VENG HABER- İlki düzenlenen Gurbetelli Ersöz Kadın Gazeteciler Ödül Töreni’nde, kazananlara ödülleri taktim edildi.
Mezopotamya Kadın Gazeteciler Derneği (MKG) tarafından ilki düzenlenen Gurbetelli Ersöz Kadın Gazetecilik Ödülleri töreni Çand Amed Kongre Merkezi’nde gerçekleşti. Gurbetelli Ersöz’ün annesi Fatma Ersöz ve 23 Ağustos 2024’te katledilen Gülistan Tara’nın ailesi, siyasetçiler ile sivil toplum örgütü temsilcilerinin yanı sıra çok sayıda kişi anmaya katıldı. Katledilen kadın gazetecilerin fotoğraflarının sergilendiği törende, “Özgür basın kadın şehitlerini unutmayacağız” pankartı asıldı.

Saygı duruşuyla başlayan törende ilk olarak söz alan MKG Başkanı Roza Metina, yaşamını yitiren Özgür Basın çalışanlarını anarak konuşmasına başladı. Roza Metina, “Gurbetelli Ersöz en zor süreçte Özgür Basın’da yeni bir sayfa açtı. Özgür Gündem’de ilk kadın Genel Yayın Yönetmenliği yaptı. Kadın gazetecilere güç verdi.

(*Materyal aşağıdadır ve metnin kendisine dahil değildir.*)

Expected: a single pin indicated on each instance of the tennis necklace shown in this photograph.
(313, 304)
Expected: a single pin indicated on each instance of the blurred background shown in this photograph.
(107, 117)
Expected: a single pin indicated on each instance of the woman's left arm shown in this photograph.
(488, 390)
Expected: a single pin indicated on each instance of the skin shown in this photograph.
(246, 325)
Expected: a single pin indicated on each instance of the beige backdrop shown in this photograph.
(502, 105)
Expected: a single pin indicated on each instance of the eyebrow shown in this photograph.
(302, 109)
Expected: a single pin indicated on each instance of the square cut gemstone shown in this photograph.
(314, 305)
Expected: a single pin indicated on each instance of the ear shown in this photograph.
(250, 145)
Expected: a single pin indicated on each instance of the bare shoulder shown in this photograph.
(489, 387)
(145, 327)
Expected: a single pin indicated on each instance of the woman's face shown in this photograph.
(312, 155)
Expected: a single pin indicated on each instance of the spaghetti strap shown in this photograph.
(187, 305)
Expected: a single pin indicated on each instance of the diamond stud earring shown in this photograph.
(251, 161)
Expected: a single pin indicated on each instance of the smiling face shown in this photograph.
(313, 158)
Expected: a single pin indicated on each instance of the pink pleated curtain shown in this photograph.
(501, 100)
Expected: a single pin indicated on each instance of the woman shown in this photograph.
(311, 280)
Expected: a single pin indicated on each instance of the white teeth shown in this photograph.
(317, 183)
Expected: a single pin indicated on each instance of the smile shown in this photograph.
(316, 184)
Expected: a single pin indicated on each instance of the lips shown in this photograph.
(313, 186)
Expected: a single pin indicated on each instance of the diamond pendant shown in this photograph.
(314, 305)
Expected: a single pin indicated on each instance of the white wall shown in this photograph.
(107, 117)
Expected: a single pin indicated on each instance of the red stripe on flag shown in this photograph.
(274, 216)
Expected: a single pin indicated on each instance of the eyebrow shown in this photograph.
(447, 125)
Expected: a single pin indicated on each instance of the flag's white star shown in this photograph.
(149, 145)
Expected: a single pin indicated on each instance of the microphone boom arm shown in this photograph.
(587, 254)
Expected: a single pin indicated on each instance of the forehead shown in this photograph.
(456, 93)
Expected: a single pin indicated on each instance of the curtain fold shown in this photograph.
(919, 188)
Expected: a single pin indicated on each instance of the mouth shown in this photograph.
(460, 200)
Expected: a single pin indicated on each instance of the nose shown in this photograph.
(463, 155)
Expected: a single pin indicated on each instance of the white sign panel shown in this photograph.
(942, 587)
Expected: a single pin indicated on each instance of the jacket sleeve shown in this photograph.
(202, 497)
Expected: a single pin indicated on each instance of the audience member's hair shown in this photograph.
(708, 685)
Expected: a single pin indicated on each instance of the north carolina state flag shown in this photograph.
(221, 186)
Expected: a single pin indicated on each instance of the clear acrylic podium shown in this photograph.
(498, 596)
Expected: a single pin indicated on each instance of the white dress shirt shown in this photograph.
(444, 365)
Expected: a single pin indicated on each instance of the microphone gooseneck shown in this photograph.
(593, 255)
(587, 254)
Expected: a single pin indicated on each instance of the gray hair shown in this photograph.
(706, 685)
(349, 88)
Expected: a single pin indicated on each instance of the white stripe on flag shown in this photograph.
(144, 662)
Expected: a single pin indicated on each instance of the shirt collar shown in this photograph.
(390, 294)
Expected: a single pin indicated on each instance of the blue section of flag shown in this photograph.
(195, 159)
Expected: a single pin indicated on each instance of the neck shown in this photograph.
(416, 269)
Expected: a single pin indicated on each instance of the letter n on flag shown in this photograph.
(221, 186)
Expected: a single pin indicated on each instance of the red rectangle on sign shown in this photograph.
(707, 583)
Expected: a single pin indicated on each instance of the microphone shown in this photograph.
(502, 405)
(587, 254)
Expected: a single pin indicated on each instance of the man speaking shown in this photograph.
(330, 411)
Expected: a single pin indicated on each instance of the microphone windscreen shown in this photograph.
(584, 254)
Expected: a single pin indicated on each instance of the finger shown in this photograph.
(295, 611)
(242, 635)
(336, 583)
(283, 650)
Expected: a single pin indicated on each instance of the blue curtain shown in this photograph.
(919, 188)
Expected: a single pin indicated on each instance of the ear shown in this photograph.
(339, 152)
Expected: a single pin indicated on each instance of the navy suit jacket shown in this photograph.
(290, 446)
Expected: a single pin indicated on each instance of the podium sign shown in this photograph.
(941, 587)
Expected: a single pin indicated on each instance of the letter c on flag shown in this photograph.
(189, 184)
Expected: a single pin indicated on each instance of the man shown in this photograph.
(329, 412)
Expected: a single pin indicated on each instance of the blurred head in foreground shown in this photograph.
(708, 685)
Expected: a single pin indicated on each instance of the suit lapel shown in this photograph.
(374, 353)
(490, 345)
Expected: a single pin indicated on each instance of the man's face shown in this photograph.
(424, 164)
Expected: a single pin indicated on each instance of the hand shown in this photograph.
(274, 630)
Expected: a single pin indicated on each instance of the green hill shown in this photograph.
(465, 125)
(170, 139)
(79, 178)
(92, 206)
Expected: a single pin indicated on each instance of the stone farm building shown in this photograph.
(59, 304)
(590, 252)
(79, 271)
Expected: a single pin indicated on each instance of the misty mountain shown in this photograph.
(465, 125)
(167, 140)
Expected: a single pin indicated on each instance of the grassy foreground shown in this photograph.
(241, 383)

Hakikatin peşini bırakmadı. Bugün çok sayıda kadın gazeteci onun sayesinde alanlarda. Gurbetelli Ersöz, basın alanında hiçbir zaman boyun eğmedi. Çok zaman gözaltına, tutuklamalara maruz kaldı ama yine erkek diline karşı mücadele etti. O yüzden Gurbetelli Ersöz gibi kadınları kendimize örnek alıyoruz” şeklinde konuştu.
Barış ve Demokratik Toplum Süreci’ne de dikkati çeken Roza Metina, “Kadın gazeteciler bu süreçte de yine rollerini oynuyor, oynayacak. Kürt halkına dönük komployu her zaman teşhir edeceğiz. Komplo politikalarını her zaman boşa düşüreceğiz” diye kaydetti.

ABDULLAH ÖCALAN’IN MESAJI AYAKTA KARŞILANDI
Ardından Gurbetelli Ersöz’ün yaşamının ve Kürt kadın gazeteciliğinin anlatıldığı sinevizyon gösterimi yapıldı. Kitle bu sırada “Şehid namırın” ve “Özgür basın susturulamaz” sloganları attı. Ardından Kürt Halk Önderi Abdullah Öcalan’ın törene gönderdiği mesaj okundu. Salon mesajı ayakta; alkış, zılgıt, “Bi can bi xwîn em bi te re ne ey Serok” ve “Bijî Serok Apo” sloganlarıyla karşıladı.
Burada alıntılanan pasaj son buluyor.